Two days ago, I had an orientation for a new volunteering opportunity.  I look at it not so much as I need to have that on a potential medical school application pedigree for I have plenty of volunteering activities, charity organization board memberships, organizational leadership and other activities to discuss. 

About 14 years ago, two F-4 tornadoes whipped through a small cluster of cities in the SE part of my state.  Ripping doors off houses, wildly whipping furniture, appliances, and other household goods around the main floor of homes, destroying a near by university, I was about the 10th person on site.  Without training.  From two hours away.

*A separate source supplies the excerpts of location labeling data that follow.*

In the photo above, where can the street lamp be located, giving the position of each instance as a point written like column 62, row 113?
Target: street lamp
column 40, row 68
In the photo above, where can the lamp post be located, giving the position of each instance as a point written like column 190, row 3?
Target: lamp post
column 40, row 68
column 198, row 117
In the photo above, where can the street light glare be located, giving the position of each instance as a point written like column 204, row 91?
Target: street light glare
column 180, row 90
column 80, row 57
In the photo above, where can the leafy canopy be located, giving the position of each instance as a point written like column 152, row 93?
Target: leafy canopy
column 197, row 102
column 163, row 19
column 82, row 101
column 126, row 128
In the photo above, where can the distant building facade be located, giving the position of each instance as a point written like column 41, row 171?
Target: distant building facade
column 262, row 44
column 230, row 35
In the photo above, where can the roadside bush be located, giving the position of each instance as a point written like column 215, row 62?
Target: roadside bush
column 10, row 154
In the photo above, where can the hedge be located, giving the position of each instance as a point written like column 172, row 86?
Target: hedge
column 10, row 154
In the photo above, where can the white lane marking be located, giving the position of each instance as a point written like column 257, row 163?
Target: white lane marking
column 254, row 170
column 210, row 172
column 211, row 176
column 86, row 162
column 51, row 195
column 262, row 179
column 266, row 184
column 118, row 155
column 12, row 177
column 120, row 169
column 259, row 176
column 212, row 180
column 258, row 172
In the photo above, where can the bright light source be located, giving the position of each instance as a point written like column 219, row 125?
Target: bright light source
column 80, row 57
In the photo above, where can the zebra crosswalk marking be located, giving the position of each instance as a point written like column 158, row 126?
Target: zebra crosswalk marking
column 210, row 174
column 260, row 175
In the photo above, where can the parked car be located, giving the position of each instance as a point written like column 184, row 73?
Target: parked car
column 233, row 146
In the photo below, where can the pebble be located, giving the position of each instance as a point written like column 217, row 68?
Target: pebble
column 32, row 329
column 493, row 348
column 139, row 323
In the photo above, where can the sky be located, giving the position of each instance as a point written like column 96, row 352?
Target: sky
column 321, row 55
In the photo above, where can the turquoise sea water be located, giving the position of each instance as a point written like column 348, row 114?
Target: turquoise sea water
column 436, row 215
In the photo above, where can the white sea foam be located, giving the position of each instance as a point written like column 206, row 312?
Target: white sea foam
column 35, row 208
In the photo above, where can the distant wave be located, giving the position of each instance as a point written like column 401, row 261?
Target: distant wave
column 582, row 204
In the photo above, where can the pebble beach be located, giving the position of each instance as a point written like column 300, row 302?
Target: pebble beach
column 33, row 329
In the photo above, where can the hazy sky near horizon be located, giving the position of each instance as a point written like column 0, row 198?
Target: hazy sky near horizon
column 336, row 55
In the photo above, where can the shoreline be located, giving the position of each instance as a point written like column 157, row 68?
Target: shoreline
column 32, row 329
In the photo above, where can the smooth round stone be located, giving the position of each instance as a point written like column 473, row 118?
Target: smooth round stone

I came with duffel bags packed with warm clothing, blankets, food, mittens (it was 78 in the afternoon pre-tornado, 35 after it swept through).  There were shovels and garbage bags, and gloves for working.

My heart came too, apparently.

While designating team leads to go into houses, secure the homes, make sure people were out, make sure the newly homeless were able to find shelter and warmth, for some reason, I got picked to lead a team through one of the more difficult areas.  The houses with their pink roofs were missing shingles, found two or three blocks away, stuck and stuffed underneath the vinyl siding of another house.

I had not been formally trained.  My heart led me, my brain led the teams I was assigned.  I was interviewed by the local media and eventually, national news.

Now, I'll be formally trained by the American Red Cross.

Never knew how much they did beyond disaster help and blood drives.  Amazing what started out as compassion on the field of war to where that compassion is extended to all.

Here's a link - check it out.  Maybe there's something you'd like to do?

1 comment:

Slamdunk said...

Good for you.

My uncle (a retired physician) traveled the US for years as a part of that program before he passed away--he loved it.